Anstelle des Real-Marktes, der die Filiale aufgeben will, soll eine stadtteiltypische Bebauung entstehen.

Das letzte wirkliche Sahnegrundstück der City. Mittendrin. Wo das Leben tobt. Massenerprobt. Allerfeinste Verkehrsanbindung. Nette, bunte Nachbarn aus der Szene. 20 000 Quadratmeter groß. Im Eigentum der Stadt. Darauf ein ehemaliger Schlachthof der Stadt, genutzt vom Discounter Real, der aufgibt. Der Real-Vertrag läuft im Dezember 2011 aus. Danach soll dort nach Wünschen des Bezirks Mitte der alte Bau abgerissen und eine Musikhalle gebaut werden. Die "St. Pauli Music Hall".

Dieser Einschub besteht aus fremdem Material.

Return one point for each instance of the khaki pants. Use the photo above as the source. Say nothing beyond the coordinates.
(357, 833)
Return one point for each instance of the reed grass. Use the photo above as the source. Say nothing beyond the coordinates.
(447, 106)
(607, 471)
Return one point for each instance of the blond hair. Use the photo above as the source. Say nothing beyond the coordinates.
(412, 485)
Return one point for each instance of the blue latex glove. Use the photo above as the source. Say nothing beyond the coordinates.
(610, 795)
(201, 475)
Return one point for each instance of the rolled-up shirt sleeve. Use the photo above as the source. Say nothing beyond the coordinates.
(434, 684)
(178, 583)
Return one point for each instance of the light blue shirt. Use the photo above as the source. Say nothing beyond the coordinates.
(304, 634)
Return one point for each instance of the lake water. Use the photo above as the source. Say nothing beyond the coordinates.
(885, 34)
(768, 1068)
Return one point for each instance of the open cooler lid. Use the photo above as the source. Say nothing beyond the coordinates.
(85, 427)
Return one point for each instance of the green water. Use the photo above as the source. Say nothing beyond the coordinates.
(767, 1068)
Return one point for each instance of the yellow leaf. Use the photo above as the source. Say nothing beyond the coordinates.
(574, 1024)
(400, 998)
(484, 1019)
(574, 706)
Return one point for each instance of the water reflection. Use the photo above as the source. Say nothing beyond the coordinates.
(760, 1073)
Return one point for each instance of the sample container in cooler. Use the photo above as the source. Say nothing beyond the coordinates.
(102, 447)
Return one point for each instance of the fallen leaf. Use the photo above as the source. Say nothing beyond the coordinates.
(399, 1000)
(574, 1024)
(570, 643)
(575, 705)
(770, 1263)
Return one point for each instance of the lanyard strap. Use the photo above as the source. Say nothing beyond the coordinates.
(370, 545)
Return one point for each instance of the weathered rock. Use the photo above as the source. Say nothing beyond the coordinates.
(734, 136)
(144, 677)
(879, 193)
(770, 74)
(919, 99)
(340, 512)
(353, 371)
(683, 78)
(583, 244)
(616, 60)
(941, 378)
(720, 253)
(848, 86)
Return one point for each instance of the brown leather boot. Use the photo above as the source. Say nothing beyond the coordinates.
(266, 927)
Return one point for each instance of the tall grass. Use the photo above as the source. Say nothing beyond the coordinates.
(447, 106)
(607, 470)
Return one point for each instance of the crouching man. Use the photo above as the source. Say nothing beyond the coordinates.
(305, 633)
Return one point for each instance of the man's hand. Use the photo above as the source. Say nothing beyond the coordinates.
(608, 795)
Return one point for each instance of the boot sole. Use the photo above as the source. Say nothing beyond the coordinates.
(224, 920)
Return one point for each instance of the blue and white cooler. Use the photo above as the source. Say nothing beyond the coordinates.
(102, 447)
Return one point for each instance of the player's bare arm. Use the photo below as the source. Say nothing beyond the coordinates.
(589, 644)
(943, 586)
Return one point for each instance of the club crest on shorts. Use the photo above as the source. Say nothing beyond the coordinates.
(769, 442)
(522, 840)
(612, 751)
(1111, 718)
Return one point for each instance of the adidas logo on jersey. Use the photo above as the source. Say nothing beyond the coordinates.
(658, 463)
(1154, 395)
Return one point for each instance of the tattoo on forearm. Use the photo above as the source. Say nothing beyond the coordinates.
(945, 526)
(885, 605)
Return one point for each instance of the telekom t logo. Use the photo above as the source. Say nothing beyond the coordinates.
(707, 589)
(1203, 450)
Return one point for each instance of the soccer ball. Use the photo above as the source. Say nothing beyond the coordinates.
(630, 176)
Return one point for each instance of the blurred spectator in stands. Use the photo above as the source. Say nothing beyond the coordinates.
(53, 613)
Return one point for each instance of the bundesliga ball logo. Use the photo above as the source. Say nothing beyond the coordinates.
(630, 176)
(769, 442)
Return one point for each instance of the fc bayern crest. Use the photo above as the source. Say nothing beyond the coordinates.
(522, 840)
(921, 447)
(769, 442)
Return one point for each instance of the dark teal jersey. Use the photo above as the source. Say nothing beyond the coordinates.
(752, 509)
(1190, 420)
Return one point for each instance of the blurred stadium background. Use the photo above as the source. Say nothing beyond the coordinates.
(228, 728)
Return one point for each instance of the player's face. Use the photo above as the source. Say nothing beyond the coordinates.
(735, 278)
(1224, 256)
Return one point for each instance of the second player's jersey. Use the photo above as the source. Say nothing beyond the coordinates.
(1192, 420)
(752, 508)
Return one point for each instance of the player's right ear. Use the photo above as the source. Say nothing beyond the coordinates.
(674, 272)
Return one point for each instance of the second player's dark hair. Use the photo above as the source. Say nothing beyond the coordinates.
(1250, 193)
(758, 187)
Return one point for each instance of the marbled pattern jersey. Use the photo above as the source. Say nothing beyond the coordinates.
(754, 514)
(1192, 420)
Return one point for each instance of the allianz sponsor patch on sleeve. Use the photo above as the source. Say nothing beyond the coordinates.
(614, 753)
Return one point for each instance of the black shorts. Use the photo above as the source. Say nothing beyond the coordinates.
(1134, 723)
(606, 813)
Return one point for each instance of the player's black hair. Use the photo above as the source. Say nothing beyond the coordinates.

Für Livemusik, Rock-Bands, Hamburger Bands - aber auch Künstler, die sonst an Hamburg vorbeigehen würden, wie Bob Dylan, Paul Simon oder Norah Jones. Denn Hamburg hätte mit der "St. Pauli Music Hall" genau die "mittelgroße Konzerthalle für Popmusik", die im schwarz-grünen Koalitionsvertrag als Wunsch ganz oben rangiert. Eine Halle für 4000 Besucher. Denn nicht alle Musiker füllen die Alsterdorfer Sporthalle (7000 Plätze) oder die Color-Line-Arena (11 000) oder sind schon zu groß für Fabrik oder Docks (1500). Weiter haben manche Hamburger Veranstaltungsorte nach Meinung der Musikexperten nicht das richtige Flair für bestimmte Musiker. Bob Dylan könne man sich an der Feldstraße sehr wohl vorstellen, aber nicht im CCH. Konzertveranstalter wie Karsten Jahnke fordern seit Langem die mittelgroße Halle für Hamburg.

So hat das Projekt "St. Pauli Music Hall" schon viele Freunde. Doch es ist heikel. Die Fakten dahinter:

Der Real-Markt (100 Mitarbeiter) hat im Dezember die Aufgabe des SB-Warenhauses angekündigt und sucht einen Discounter als Nachfolger. Das Gebäude "schwächelt": Durchs Dach läuft der Regen. Eine Reparatur oder eine Sanierung würde Millionen kosten. Nach Informationen des Bezirks will das Unternehmen jedoch den 2011 endenden Mietvertrag mit der Stadt verlängern, um den Markt besser verkaufen zu können. Real-Sprecher Markus Jablonski sagt nur: "Wir führen Gespräche." Die Wirtschaftsbehörde will sich gar nicht äußern.

Der Bezirk Mitte hat mit den Stimmen von SPD und GAL im Hauptausschuss einen "Workshop" (ein städtebaulicher Ideenwettbewerb) beschlossen, mit 50 000 Euro ausgestattet und ein drei Seiten langes Papier ausgearbeitet. Der Bezirk fordert, dass der Mietvertrag mit Real nicht verlängert wird, bevor der Workshop tagt. Amtschef Markus Schreiber (SPD) ist für die Halle. "Das ist eine gute Idee. So ein Sahnestück gibt es sonst nicht."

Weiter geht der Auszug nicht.